Only in chapter 5 does McRae write in terms of “religious violence,” understanding it as emergent in the conflict’s unfolding dynamics rather than somehow given beforehand. The arrival on the scene of mujahidin or members of Indonesia’s jihadist networks during the conflict’s third phase abetted the emergence of a new form of violence in which the religious identities of participants came to define a long phase of two-sided violence. Besides aiding fellow Muslims, a crucial motivation for mujahidin was an explicitly religious agenda according to which local Muslim youth received both military-style training and religious instruction. A last phase
of diminishing violence corresponded to the establishment of Muslim military dominance and the belated if critical intervention of the Indonesian state in the form of the Malino peace agreement. The very fact of this agreement and the ensuing improved security meant that violence increasingly took place as occasional unilateral attacks carried out by mujahidin groups and their main backers, a de-escalation that went along with a “narrowing” of the forms of violence (157). Over time the conflict’s division of labour was such that only a small core of Muslim combatants remained responsible for sporadic violent attacks that continued until 2007.

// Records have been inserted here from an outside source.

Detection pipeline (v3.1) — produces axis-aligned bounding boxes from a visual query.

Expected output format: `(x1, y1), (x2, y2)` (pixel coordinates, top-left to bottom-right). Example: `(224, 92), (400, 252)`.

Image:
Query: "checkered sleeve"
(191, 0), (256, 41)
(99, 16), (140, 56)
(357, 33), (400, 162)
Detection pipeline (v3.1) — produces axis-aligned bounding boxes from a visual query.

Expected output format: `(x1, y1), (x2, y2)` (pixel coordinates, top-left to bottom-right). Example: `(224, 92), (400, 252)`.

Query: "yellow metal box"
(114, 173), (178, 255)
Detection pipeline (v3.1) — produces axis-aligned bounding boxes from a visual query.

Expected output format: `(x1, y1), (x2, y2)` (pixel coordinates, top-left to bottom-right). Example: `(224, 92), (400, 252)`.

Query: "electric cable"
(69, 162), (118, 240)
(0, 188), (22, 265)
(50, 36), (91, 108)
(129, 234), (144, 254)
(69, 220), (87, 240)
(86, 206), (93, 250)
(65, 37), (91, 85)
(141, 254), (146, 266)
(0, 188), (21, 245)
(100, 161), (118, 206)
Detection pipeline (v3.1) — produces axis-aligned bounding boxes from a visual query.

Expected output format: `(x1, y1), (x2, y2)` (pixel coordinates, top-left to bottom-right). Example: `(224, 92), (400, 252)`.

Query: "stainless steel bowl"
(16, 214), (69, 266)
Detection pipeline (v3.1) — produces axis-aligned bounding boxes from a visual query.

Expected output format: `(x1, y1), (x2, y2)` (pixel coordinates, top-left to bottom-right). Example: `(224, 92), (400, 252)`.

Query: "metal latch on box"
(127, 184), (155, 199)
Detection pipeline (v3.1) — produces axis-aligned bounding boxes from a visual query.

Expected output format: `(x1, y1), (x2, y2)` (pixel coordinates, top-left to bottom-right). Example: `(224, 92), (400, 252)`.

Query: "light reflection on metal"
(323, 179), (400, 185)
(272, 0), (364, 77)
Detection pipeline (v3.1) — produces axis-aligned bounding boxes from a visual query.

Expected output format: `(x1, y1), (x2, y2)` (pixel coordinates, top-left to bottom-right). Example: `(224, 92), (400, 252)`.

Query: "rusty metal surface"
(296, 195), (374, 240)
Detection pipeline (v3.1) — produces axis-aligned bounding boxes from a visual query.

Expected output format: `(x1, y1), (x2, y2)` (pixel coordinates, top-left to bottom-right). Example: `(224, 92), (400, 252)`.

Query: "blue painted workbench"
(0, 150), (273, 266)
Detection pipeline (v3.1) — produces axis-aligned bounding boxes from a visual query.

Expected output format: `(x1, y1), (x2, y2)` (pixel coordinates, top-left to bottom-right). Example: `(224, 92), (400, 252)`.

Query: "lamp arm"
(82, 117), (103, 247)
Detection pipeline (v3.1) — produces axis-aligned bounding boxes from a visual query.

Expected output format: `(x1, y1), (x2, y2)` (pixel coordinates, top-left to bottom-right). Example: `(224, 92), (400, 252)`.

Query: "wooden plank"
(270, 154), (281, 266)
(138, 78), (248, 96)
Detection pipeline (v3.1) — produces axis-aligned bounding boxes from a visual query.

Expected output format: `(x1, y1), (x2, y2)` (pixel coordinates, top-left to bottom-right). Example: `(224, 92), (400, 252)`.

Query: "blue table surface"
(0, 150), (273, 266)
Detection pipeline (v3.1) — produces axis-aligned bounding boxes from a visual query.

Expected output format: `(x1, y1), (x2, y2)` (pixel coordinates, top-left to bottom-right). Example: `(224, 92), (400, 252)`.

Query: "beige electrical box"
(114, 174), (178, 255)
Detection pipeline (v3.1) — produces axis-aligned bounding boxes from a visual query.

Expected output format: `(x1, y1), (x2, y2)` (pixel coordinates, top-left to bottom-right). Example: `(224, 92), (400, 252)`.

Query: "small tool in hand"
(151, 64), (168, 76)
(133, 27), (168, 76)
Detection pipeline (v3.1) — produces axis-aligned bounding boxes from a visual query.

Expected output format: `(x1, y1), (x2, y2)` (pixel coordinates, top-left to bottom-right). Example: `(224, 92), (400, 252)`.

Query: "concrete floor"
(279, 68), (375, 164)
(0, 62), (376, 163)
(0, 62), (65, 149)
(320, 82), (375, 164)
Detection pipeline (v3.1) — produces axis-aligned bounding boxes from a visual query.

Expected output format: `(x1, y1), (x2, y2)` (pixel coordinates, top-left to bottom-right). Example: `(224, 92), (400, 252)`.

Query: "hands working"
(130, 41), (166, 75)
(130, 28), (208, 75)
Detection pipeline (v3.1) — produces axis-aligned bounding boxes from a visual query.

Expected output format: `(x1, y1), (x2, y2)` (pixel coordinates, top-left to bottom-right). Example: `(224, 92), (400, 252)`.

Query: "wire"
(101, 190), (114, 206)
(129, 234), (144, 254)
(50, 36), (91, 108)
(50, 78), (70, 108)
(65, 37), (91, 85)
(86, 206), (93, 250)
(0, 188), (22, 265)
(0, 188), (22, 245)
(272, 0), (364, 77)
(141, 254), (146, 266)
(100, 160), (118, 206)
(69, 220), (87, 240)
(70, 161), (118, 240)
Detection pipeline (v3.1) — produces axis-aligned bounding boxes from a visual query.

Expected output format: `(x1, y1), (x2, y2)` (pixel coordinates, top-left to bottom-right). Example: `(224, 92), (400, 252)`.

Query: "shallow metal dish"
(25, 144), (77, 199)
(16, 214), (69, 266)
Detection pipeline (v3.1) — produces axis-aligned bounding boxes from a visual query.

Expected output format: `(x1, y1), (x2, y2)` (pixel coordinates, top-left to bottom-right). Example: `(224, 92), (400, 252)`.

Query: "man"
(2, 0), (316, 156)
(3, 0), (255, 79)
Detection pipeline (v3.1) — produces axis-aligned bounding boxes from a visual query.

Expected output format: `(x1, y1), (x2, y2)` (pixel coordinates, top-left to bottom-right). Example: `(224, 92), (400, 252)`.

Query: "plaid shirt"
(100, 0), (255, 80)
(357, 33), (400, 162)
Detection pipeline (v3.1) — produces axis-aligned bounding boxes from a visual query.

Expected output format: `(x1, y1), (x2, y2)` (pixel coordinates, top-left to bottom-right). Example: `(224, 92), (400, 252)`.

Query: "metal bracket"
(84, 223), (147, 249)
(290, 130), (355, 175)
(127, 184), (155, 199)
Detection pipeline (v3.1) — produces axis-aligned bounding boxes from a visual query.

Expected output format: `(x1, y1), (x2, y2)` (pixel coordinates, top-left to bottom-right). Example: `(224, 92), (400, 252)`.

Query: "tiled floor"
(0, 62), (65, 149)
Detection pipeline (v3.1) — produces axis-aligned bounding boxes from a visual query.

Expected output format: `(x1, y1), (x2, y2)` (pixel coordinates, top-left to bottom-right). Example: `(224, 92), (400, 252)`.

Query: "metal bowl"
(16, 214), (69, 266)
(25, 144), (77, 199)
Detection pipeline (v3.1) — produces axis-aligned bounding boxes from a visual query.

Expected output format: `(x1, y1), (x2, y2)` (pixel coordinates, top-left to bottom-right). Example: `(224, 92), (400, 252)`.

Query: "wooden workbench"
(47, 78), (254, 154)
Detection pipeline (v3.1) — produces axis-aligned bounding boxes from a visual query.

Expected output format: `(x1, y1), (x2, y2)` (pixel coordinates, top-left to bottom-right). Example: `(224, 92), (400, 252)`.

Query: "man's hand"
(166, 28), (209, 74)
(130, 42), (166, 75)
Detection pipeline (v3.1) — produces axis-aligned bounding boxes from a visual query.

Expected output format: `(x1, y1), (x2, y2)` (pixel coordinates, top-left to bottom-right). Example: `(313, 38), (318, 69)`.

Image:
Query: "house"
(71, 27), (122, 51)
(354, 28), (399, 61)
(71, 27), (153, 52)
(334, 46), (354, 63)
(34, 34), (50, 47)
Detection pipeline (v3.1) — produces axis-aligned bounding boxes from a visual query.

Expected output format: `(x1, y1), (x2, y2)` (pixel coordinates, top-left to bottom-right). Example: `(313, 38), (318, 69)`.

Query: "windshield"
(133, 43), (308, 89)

The book’s final chapter addresses the significant negative role of the Indonesian state in Poso’s protracted violence. Important throughout was the state’s repeated deferral of intervention into the conflict and the demonstrated importance of such intervention when it did occasionally occur. Once again, a crucial factor here was human agency or the misrecognition on the part of state authorities of their own capacity to quell the violence. Not only did the central government’s will to intervene fluctuate but, following an especially subtle argument, such fluctuation depended on an assessment of relative crisis: once “an invisible psychological line was crossed,” (160) the state would turn to harsh intervention; inversely, when the sense of crisis passed the state withheld significant pressure.
In sum, A Few Poorly Organized Men is a thoughtful contribution to the study of communal violence generally and to that of Poso and Post-Suharto Indonesia specifically. If I have one minor complaint it is that the detail of description threatens at times to overwhelm the book’s otherwise significant contributions.